Any one of them could be at fault.

The most common fault

But, the most common mistake is to index outside the array. It's a very common mistake we all make. The easiest way to double check this is to split your instruction into two parts and insert an assert statement:

auto index = int(letter) - 'A'; 
assert(index >= 0 && index < (sizeof(t) / sizeof(*t));  
letter = this->t[index];

Where that (sizeof(t) / sizeof(*t)) will just be the size of your array. And you may need to just put the number in if you've allocated the array dynamically, e.g.
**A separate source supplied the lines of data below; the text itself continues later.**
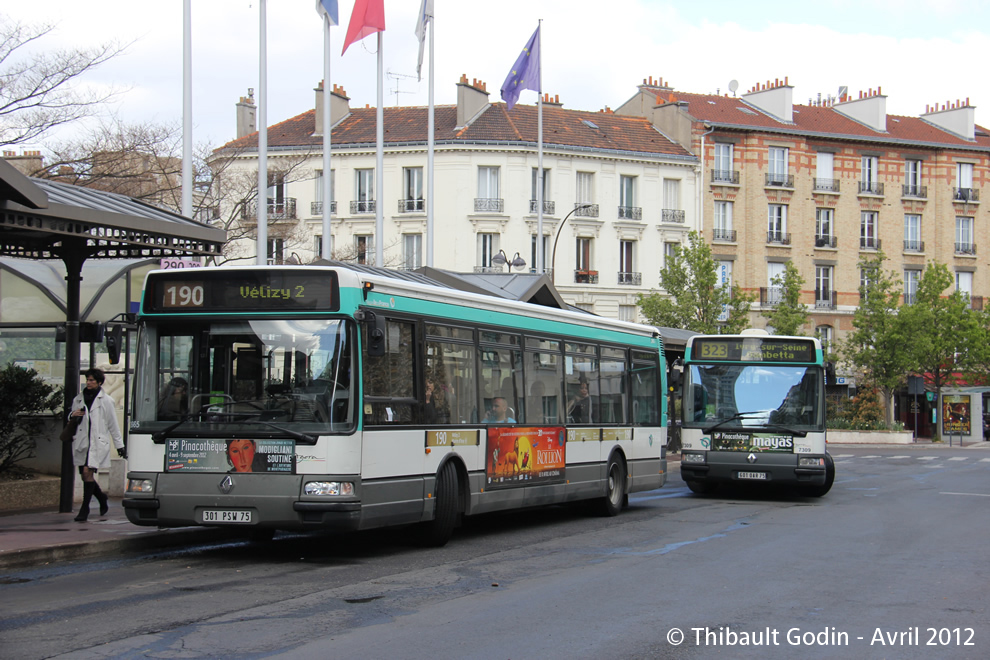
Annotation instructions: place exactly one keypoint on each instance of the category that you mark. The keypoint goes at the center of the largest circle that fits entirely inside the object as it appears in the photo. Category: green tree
(789, 315)
(876, 344)
(942, 335)
(695, 298)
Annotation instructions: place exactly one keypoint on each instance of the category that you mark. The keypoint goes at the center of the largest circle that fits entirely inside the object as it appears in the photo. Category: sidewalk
(40, 537)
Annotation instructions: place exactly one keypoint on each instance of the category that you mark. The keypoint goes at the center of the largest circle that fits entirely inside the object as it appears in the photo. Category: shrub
(24, 395)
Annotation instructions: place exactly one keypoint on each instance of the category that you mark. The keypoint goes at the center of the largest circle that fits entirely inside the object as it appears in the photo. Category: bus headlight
(140, 486)
(329, 488)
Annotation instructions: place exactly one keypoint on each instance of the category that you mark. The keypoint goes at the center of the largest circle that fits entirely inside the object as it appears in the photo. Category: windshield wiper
(714, 426)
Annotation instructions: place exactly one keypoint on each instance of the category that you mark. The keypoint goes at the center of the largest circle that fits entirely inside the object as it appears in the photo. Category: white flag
(425, 16)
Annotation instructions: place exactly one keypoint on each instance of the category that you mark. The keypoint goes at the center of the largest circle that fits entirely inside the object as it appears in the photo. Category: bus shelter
(45, 220)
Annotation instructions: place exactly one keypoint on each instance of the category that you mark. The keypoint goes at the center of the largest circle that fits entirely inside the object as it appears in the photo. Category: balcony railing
(779, 180)
(726, 176)
(549, 208)
(825, 300)
(630, 213)
(782, 238)
(412, 205)
(316, 208)
(488, 204)
(870, 188)
(588, 210)
(586, 277)
(965, 195)
(770, 296)
(284, 210)
(363, 206)
(826, 185)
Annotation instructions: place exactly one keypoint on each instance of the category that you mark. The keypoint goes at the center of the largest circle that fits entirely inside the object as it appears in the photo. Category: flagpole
(263, 137)
(379, 165)
(327, 124)
(431, 127)
(187, 181)
(540, 265)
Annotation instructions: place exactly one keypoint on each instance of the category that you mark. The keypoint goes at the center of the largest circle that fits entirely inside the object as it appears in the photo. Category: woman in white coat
(94, 411)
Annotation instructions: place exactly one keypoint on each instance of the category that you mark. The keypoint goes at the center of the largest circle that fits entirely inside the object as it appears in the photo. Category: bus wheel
(615, 488)
(818, 491)
(701, 487)
(438, 531)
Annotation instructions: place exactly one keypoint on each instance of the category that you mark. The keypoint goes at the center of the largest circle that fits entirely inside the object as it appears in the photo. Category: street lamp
(501, 259)
(553, 258)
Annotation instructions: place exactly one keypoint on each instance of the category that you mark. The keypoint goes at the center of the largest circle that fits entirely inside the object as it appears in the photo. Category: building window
(412, 190)
(487, 248)
(824, 333)
(412, 251)
(723, 222)
(488, 190)
(911, 278)
(777, 166)
(823, 287)
(912, 178)
(777, 224)
(964, 236)
(868, 230)
(722, 170)
(912, 233)
(823, 227)
(364, 250)
(627, 263)
(364, 193)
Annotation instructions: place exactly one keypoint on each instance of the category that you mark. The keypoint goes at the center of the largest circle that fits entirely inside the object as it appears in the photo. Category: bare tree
(38, 91)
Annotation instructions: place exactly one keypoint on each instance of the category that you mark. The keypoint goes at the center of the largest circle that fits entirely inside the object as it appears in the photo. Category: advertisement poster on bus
(231, 455)
(523, 456)
(956, 414)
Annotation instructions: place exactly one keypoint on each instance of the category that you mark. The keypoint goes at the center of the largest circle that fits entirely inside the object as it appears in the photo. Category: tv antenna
(397, 77)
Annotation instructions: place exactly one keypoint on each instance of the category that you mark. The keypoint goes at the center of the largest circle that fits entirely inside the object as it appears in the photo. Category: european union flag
(525, 73)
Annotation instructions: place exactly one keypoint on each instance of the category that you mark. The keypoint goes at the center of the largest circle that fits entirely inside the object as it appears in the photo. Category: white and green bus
(317, 397)
(753, 412)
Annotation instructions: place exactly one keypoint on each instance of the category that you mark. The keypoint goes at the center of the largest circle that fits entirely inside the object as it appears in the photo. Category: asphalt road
(891, 564)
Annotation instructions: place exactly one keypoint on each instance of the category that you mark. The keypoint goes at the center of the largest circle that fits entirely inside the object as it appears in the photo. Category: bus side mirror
(113, 338)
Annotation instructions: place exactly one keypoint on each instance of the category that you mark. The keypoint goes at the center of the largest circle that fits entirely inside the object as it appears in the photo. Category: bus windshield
(245, 375)
(753, 395)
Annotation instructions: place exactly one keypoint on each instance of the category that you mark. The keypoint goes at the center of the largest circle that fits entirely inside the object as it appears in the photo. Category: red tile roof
(814, 120)
(595, 131)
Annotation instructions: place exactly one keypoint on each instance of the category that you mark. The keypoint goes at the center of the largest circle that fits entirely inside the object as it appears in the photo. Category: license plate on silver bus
(226, 516)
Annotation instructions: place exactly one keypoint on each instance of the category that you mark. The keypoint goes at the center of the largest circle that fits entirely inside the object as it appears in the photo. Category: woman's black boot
(87, 496)
(101, 497)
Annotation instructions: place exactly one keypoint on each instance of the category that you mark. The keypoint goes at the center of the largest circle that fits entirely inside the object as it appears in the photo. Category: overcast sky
(594, 53)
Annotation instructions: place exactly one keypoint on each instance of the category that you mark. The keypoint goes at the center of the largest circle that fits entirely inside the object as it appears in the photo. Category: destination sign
(236, 290)
(754, 349)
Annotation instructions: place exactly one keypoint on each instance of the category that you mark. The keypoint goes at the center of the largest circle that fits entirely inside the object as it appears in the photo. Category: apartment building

auto index = int(letter) - 'A'; 
assert(index >= 0 && index < 26);  
letter = this->t[index];

The null pointer

Probably the next most common problem is that something is a null pointer. Have your debugger stop on the problem line and print the values of all the pointers. In this case t and this. If any of them are null or 0 then there's your problem*.

Again it frequently helps to split a complex problem line into multiple statements with an intermediate variable or two.

You can of course insert assert statements to check for null pointers as well. And it's pretty good practice to use them generously in any complicated code. See What is the "assert" function?

Other harder possibilities

It's also perfectly possible that the this pointer, or any other pointer involved was either:

• Valid and now been deleted.
• Uninitialized and contains garbage having never referred to a valid location.

These are more of a pain to debug!

However these errors can largely be avoided by using the unique_ptr and shared_ptr classes in later versions of C++.

Worst case

There's also the very awkward possibility that:

Your pointer was overwritten with garbage as as result of a previous error somewhere else in the software.

Clean and rebuild

And finally, if the error makes no sense, always do a clean and rebuild of the whole project. If you are unlucky or your toolchain doesn't properly understand the dependencies of your project, sometimes the code being generated is just wrong.

(* Actually it is possible in some environments to have an valid object at address zero - and also for a null pointer to not be zero - but they are both obscure edge cases ... When was the NULL macro not 0?)